The Vacuum Ultraviolet (VUV) spectrum is actually the range below ≈ 200 nm in electromagnetic spectrum that many of Analytical chemists/chromatographers are not familiar with. They are very familiar with UV-A, UV-B, UV-C as chromatographers used to working in UV-Vis range above 190 nm. Chromatographers are not familiar with workings below the 190 nm. Vast majority of the electromagnetic spectrum has already been commercialized so far to this point but not the vacuum ultraviolet (VUV) range.
Why didn’t Vacuum Ultraviolet (VUV) range was commercialized before?
Analytical chemists/Chromatographers have been told that the energies associated with electrons forming most single bonds are sufficiently high that absorptions by them is restricted to the vacuum ultraviolet (VUV) region (ʎ< 185nm) of electromagnetic spectrum. Also they were taught that experimental difficulties associated with vacuum ultraviolet (VUV) range are significant. As a result there was no discussion of absorption in the vacuum UV range. Therefore analytical chemists thought that vacuum ultraviolet (VUV) chromatography is not really possible.

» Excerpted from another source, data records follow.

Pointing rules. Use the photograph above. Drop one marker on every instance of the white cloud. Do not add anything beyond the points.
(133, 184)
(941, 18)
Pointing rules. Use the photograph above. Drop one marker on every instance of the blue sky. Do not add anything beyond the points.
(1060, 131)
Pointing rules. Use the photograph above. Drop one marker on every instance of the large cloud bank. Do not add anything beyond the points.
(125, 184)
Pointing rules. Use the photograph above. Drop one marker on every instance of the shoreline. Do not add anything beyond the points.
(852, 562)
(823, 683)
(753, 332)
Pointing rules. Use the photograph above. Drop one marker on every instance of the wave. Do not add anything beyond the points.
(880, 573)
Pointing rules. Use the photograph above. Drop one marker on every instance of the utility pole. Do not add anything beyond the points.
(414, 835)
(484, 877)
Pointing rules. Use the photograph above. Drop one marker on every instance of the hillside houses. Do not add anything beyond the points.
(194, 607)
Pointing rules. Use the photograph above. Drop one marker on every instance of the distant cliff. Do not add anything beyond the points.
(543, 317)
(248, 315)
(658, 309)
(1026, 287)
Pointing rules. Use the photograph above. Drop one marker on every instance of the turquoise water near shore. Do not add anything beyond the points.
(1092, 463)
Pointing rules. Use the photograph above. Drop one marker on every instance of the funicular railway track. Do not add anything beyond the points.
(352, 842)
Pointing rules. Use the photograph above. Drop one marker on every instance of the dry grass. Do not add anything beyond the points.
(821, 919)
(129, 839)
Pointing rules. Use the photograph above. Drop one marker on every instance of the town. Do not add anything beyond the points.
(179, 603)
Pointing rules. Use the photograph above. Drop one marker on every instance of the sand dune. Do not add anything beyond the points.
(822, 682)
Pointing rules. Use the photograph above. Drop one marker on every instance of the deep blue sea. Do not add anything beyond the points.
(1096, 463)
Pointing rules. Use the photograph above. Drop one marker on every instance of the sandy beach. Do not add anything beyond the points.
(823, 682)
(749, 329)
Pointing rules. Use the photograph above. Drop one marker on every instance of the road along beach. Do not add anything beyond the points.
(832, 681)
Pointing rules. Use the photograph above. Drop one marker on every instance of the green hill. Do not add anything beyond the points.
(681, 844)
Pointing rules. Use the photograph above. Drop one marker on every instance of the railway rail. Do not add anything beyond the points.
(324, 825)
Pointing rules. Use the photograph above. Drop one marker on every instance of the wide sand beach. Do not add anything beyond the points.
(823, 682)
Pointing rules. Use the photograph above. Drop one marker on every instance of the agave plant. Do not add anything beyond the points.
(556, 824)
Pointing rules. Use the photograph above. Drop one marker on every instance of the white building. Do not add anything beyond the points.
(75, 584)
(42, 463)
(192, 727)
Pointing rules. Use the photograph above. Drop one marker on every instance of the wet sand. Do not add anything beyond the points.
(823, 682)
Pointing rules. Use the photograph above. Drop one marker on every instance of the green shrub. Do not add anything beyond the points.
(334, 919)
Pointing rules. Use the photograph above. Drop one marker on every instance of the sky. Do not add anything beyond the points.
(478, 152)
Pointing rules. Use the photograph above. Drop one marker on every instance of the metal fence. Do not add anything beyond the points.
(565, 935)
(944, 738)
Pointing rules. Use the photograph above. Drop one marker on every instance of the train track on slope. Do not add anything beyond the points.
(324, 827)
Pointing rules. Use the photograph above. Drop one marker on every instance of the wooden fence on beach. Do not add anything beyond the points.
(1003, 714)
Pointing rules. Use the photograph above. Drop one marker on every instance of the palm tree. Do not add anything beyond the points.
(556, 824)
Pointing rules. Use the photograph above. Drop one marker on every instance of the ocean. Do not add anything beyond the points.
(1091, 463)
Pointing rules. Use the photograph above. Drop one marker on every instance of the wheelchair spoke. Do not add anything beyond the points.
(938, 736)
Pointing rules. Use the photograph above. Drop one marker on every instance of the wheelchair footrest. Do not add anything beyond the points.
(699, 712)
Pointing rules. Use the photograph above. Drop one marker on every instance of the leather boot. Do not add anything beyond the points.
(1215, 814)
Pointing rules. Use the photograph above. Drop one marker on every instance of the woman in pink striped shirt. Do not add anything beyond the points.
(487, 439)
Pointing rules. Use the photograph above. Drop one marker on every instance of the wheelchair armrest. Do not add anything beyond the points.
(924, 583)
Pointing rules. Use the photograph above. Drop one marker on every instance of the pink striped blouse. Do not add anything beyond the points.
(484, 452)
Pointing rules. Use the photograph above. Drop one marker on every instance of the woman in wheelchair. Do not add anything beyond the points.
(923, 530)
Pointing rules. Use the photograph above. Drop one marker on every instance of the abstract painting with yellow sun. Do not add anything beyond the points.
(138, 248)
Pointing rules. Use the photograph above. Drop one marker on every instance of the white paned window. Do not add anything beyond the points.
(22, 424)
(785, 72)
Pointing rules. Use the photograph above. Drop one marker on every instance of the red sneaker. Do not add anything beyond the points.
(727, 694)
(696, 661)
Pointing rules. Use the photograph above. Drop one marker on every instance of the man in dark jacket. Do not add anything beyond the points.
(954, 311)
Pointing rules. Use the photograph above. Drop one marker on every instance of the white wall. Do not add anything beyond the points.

History of Vacuum UV Gas Chromatography detector (VUV Detector)-
The scientists who first worked on vacuum ultraviolet detection principle are not analytical chemist rather they were physicist working in semiconductor space. They were utilizing vacuum ultraviolet (VUV) spectrum for measuring dielectric of semiconductors. Further research on this technology eventually led to the design and development of a great gas chromatography detector called Vacuum UV detector.
What is the application of VUV spectroscopy?
Virtually everything absorbs strongly in the Vacuum UV range. It enables us to see small molecules. Even it shows the vibrational structure in smaller molecules. It is not only that everything absorbs in the Vacuum UV range but absorbs strongly and gives very unique spectra. These vacuum UV spectra are little bit different from liquid chromatography above 190 nm range that we are used to see where spectra is not particularly distinct and from the issues based on mobile phase effect.
Challenges to the use of Vacuum UV Spectroscopy?
Because everything absorbs strongly in the VUV, we see things like water and oxygen which makes detection challenges of this technology fairly difficult. This is one of the reasons that this technology has not been commercialized up to this point.
Main features of Vacuum Ultraviolet (VUV) detection technology-
Vacuum Ultraviolet (VUV) absorption provides strong detection capabilities and a new unique orthogonal separation methodology. Some of the analytical benefits of Vacuum Ultraviolet (Vacuum UV) detection technology are furnished below-
Vacuum UV detector (GC-VUV) is easy to use and understand-
A VUV detector consists of a source module having a standard deuterium lamp and a detector module. Both of this module are pumped down at factory and air replaced with dry nitrogen and modules are sealed off. The atmosphere is maintained free of oxygen and water. A Flow cell is placed between the source module and detector module. Samples from gas chromatograph (GC) passes through the flow cell then exits through outlet port.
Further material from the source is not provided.